Beats | July 20, 2017

Deadline 2030: Less than 5,000 days (and counting) to meet global goals

ImpactAlpha
The team at

ImpactAlpha

It’s been all-Sustainable Development Goals, all week on the banks of the East River.

Tuesday, the so-called “private sector” was the star of the United Nations show, formally known as the High-Level Political Forum, a two-week session in which countries and agencies are to take stock of the progress toward the 2030 goals. Companies and investors sat down with the folks from government and multilateral organizations to discuss collaboration. ImpactAlpha was invited to lunch.

“I need your help,” new UN Secretary General António Guterres told the business crowd. Guterres has acknowledged that the rate of progress toward the 17 SDGs is far slower than is needed to meet the targets. The clock is ticking, he is known to say.

Indeed, it’s becoming clear we’re going to go down to the wire in meeting the targets the world adopted for the Sustainable Development Goals. As of today, there are 4,913 days to Dec. 31, 2030. The warm-up period is over.
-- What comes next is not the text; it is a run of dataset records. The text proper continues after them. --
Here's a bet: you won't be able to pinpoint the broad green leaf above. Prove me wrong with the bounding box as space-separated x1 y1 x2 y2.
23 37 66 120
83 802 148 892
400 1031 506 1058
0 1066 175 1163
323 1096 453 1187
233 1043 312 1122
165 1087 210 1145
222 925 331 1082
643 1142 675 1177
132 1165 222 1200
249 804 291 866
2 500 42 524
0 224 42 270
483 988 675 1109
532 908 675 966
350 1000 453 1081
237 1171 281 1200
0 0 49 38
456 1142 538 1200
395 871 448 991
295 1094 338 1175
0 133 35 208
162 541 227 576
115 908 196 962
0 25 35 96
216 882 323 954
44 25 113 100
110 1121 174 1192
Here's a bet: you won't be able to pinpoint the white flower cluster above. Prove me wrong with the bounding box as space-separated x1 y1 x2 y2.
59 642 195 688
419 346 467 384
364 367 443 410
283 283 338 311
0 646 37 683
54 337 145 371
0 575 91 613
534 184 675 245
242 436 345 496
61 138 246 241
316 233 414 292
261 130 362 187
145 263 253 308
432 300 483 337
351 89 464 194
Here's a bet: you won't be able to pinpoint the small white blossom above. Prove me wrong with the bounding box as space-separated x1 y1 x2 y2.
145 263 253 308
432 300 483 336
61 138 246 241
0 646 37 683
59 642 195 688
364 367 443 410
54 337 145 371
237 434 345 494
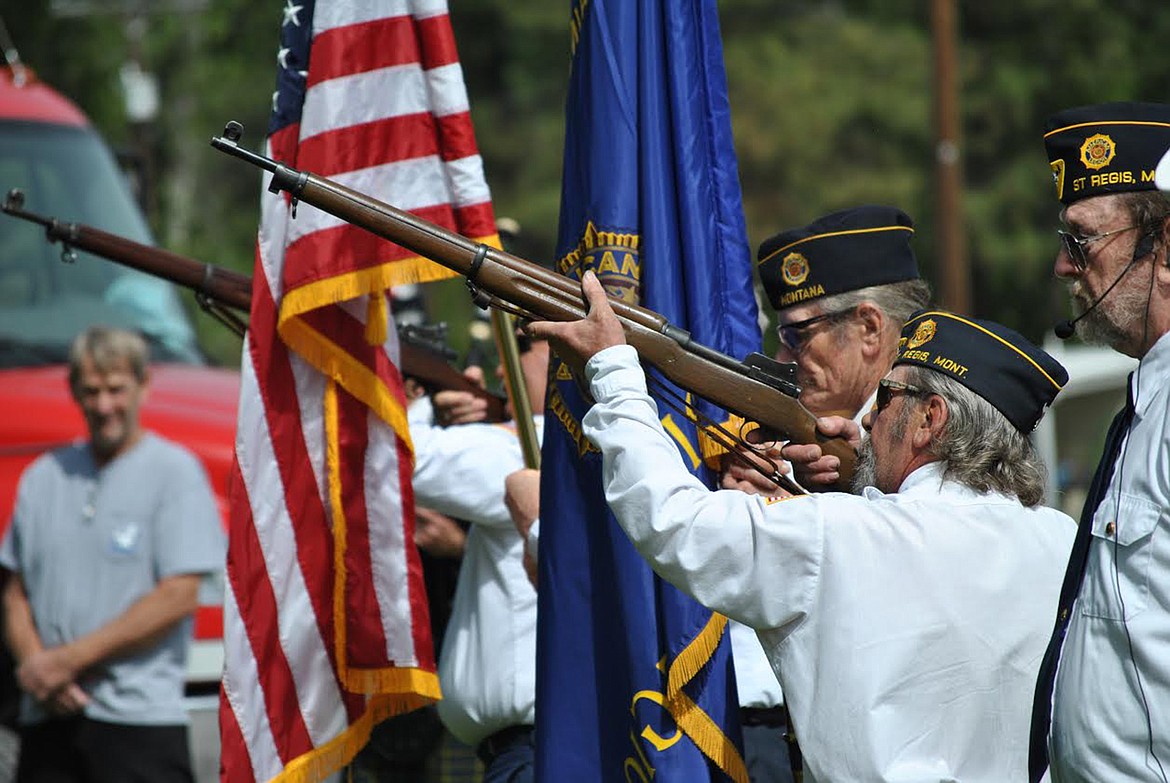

The C-Suite from the IFC, Aviva, and the UN-backed Principles for Responsible Investment were all the room. Will the other investors please stand up?

Guterres, the former prime minister of Portugal who was sworn in as U.N. secretary-general in December, speaks, refreshingly, with conviction and without notes. Technology, climate change and globalization are upending the traditional ways of working, he says. Power is no longer centralized, the future is increasingly uncertain. The United Nations, development assistance, governments, businesses and investors must adapt to meet 21st century challenges.

For the public sector, he says, the questions are: How do we govern? How can the SDGs become a tool to improve the lives of populations?

For the private sector, the challenge is to see the “financing gaps” as “investment opportunities” as sustainable-development-is-good-business takes hold as conventional wisdom.

“We need to make sure that the international financial institutions are able to leverage resources and to multiply their capacity to fund the implementation of the SDGs,” Guterres said elsewhere during the high-level political forum. He also said it is critical “we help countries to be able to access global markets, financial markets, and to be able to attract private investment without which it would be absolutely impossible to achieve these goals.”

Investors and businesses must step up in four critical areas:

№1: The future of jobs in the context of artificial intelligence and automation. Cheap labor will no longer be a competitive advantage for emerging economies. “What’s the back up plan?” Gutterez asks.

№2: Sustainability and climate. Green is the future of business and technology. Gutterez says innovation leads the way. Change must accelerate, official U.S. misgivings notwithstanding.

№3: Human mobility. Migrations are part of the solution to sustainable economic growth, he says. Business solutions and support have been promising.

№4: Peace and good governance. Business prospers with peace and good governance. Corruption is a drain on growth.

“Your involvement is critical,” Guterres told the finance and business community.